The Speech Synthesis Markup Language is designed to provide an XML-based markup language for creating synthetic speech in Web and other applications, W3C officials said. SSMLs role is to provide authors of synthesizable content a standard way to control aspects of speech such as pronunciation, volume, pitch, rate, etc. across different synthesis-capable platforms.
With that foundation, researchers from IBMs China Research Lab presented a paper on using Chinese Romanization to annotate Chinese pronunciation. “We also propose SSML to use diverse predefined and widely used pronunciation annotation standards for different languages, at least as a complement to the created general standard,” the IBM paper said. “Thus SSML can be more easily accepted and used around the world.”
Moreover, W3C officials said Mandarin Chinese is the most widely spoken language in the world, and it has the notion of tones, in that the same written character can have multiple pronunciations and meanings based on the tone used. Thus, given the profusion of cell phones in China—some estimate there are more than one billion—the case for extending SSML for Mandarin is strong based on sheer market forces, the W3C said.
Meanwhile, the W3C group also called for the Speaker Verification Extension to be included in VoiceXML 3.0.

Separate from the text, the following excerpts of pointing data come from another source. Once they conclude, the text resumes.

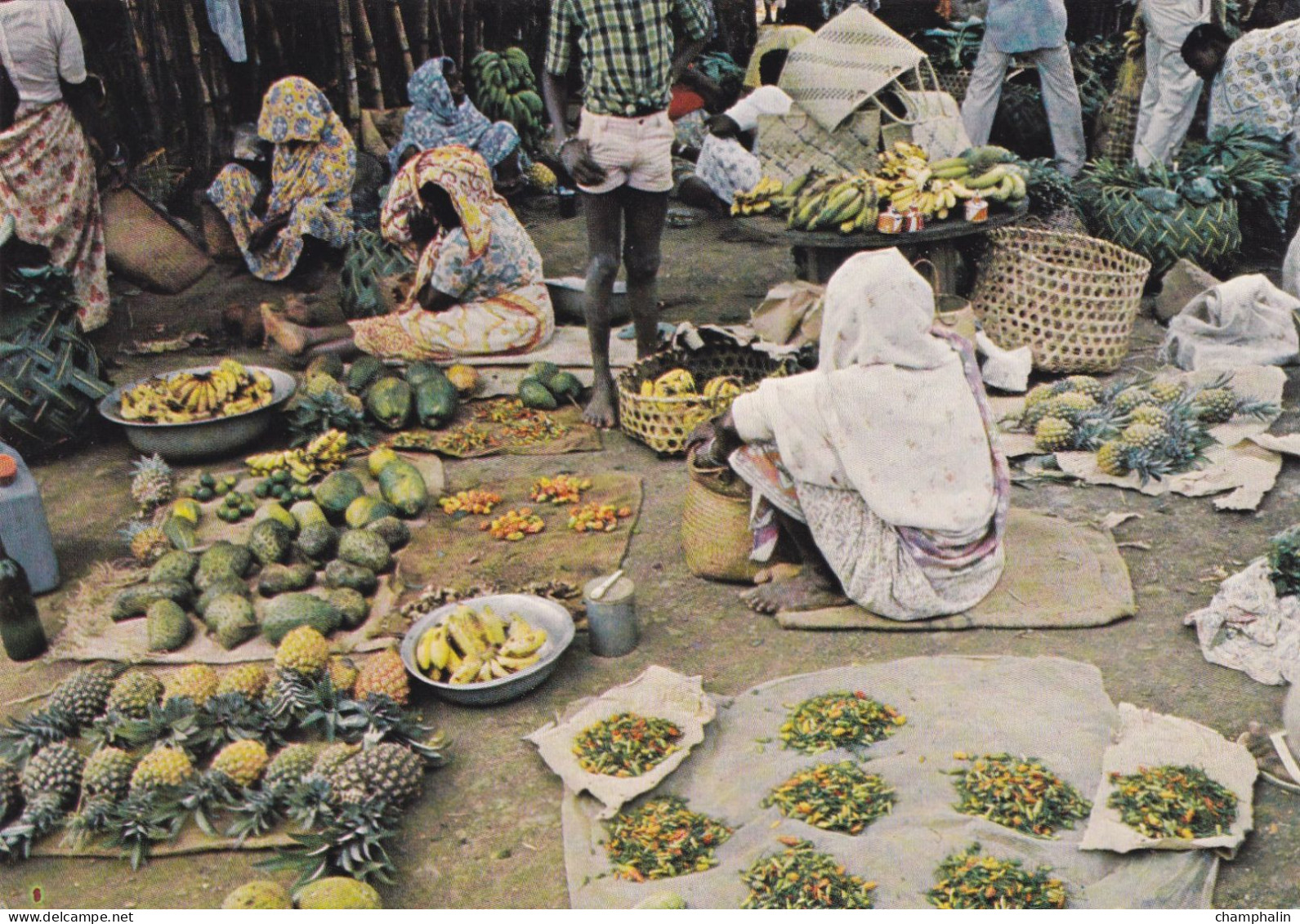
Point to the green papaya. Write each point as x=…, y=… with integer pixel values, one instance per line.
x=536, y=395
x=389, y=402
x=337, y=492
x=404, y=488
x=436, y=402
x=363, y=373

“Identity theft, fraud, phishing, terrorism, and even the high cost of resetting passwords have heightened interest in deploying biometric security for all communication channels, including the telephone,” said Ken Rehor, of Vocalocity, newly elected Chairman of the VoiceXML Forum and participant in the W3C Voice Browser Working Group, in a statement. “Speaker verification and identification is not only the best biometric for securing telephone transactions and communications, it can work seamlessly with speech recognition and speech synthesis in VoiceXML deployments.”